There are at least three different respects
in which Chinese reforms differ from what is happening in India. First,
while China has undertaken a massive export drive, the Chinese economy
has not opened itself to "liberal" imports in the same way
as the Indian economy has. China continues to be an import-restrictive
economy. Their tariff rates are much higher than in India and there
are direct import controls as well. In this respect China is following
much more closely the example of East Asian countries which kept their
own markets protected through tariff and non-tariff barriers even while
making encroachments on the international market. India by contrast
is opening her own market to foreign goods in the mistaken belief that
by doing so she would be able to capture foreign markets. As a matter
of fact in a period of world recession "import liberalisation"

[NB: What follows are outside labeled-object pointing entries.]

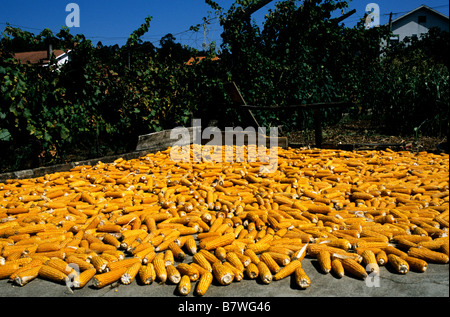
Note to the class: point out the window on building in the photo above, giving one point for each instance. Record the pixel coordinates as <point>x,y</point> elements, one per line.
<point>422,19</point>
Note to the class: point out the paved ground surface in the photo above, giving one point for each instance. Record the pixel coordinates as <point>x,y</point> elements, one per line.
<point>432,283</point>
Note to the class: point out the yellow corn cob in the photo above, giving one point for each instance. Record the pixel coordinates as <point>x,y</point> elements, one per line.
<point>324,261</point>
<point>234,260</point>
<point>191,245</point>
<point>265,275</point>
<point>99,263</point>
<point>25,267</point>
<point>399,264</point>
<point>130,273</point>
<point>209,256</point>
<point>432,244</point>
<point>52,274</point>
<point>238,275</point>
<point>48,246</point>
<point>200,269</point>
<point>381,258</point>
<point>200,259</point>
<point>300,254</point>
<point>26,276</point>
<point>111,240</point>
<point>83,278</point>
<point>301,278</point>
<point>221,241</point>
<point>353,268</point>
<point>189,270</point>
<point>252,271</point>
<point>220,253</point>
<point>168,258</point>
<point>126,263</point>
<point>173,275</point>
<point>252,255</point>
<point>204,283</point>
<point>141,255</point>
<point>337,268</point>
<point>184,285</point>
<point>415,264</point>
<point>428,255</point>
<point>281,259</point>
<point>62,266</point>
<point>104,279</point>
<point>160,268</point>
<point>223,274</point>
<point>147,274</point>
<point>370,261</point>
<point>287,270</point>
<point>270,262</point>
<point>177,252</point>
<point>393,250</point>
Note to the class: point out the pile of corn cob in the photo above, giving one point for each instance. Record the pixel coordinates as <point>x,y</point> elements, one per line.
<point>184,223</point>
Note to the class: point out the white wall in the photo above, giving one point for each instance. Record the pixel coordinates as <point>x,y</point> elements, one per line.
<point>410,25</point>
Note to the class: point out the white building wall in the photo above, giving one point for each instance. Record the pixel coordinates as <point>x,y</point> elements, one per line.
<point>409,25</point>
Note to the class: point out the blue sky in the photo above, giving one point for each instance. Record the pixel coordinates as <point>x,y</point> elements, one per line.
<point>112,21</point>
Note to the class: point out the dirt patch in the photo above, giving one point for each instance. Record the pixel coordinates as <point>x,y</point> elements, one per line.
<point>363,134</point>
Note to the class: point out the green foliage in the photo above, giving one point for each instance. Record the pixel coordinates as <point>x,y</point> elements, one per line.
<point>100,102</point>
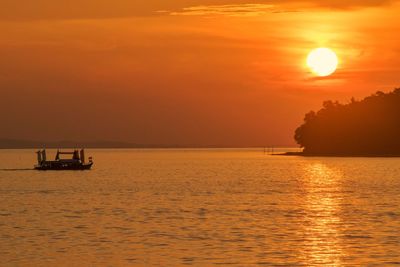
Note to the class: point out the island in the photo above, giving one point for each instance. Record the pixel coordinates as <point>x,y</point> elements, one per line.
<point>369,127</point>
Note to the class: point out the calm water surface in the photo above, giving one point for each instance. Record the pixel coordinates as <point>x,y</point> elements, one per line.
<point>200,207</point>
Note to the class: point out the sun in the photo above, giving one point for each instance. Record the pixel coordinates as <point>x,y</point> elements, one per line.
<point>322,61</point>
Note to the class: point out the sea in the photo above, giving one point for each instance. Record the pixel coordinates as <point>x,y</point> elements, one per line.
<point>200,207</point>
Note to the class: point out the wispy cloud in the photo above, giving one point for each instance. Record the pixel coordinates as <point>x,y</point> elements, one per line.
<point>237,10</point>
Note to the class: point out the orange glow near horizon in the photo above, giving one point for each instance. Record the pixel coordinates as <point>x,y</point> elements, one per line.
<point>178,73</point>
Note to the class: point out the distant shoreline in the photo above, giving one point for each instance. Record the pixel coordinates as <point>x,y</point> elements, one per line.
<point>338,155</point>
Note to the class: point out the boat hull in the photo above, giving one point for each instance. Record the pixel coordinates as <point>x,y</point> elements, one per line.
<point>55,166</point>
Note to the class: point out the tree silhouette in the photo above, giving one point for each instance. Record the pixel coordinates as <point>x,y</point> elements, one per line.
<point>367,127</point>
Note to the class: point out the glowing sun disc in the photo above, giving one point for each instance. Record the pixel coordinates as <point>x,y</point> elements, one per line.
<point>322,61</point>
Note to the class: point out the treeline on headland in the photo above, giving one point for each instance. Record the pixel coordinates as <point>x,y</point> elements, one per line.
<point>370,127</point>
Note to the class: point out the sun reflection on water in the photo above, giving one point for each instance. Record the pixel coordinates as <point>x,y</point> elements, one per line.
<point>322,243</point>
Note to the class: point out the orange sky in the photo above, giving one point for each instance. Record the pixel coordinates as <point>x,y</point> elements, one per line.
<point>185,72</point>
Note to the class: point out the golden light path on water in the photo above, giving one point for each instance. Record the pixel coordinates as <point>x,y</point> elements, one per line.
<point>322,236</point>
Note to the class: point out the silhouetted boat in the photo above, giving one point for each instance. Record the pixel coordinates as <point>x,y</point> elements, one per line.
<point>77,162</point>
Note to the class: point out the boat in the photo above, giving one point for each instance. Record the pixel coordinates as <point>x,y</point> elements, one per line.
<point>77,162</point>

simply enables foreign producers to capture our domestic market without
our being able to capture foreign markets to any comparable extent (in
manufacturing at any rate) which gives rise to a worsening of the balance
of payments as well as to domestic deindustrialisation.
Secondly, the Chinese economy, notwithstanding
all its reforms, remains one with substantial State ownership. The State-owned
units moreover are still amenable to central control, if not in their
day-to-day operation, then at any rate in a strategic sense. For instance
if the foreign exchange situation gets out of hand, State enterprises
can be immediately directed, as they were some years ago, to cut back
on import orders for investment projects. The country does not have
to accentuate its debt- burden; nor does it have to undertake any drastic
domestic deflation. In short, even when there is apparent freedom for
enterprises the economy retains the flexibility whereby centralised
command can be quickly made effective in a pre-crisis situation in order
to forestall a crisis. The reason for this flexibility lies in the fact
that China, by and large, retains both her economic sovereignty (much
of the foreign investment pouring into China incidentally is from overseas
Chinese and not from metropolitan countries) as well as pervasive State
ownership over the means of production. Those who draw parallels between
Chinese and Indian reforms tend to miss out on this crucial fact of
strategic flexibility which the Chinese retain and which we are in the
process of giving up.
Thirdly, the impressive Chinese growth performance
of recent years has been fuelled to a large extent by an expansion in
agricultural output. It is a case much more of agriculture-led growth
than of export-led growth. It is quite another matter that this agricultural
expansion has come about through reforms in selectively anti-collectivist
directions, but this expansion is at the core of Chinese growth. In
India however the new economic strategy, as we saw earlier, is not concerned
at all with raising the rate of agricultural growth (which in our specific
context requires land redistribution and a move towards a more egalitarian
social order in the countryside). For large countries like India and
China, to believe that rapid economic advance can be made without stepping
up agricultural growth through purposive State action is a chimera.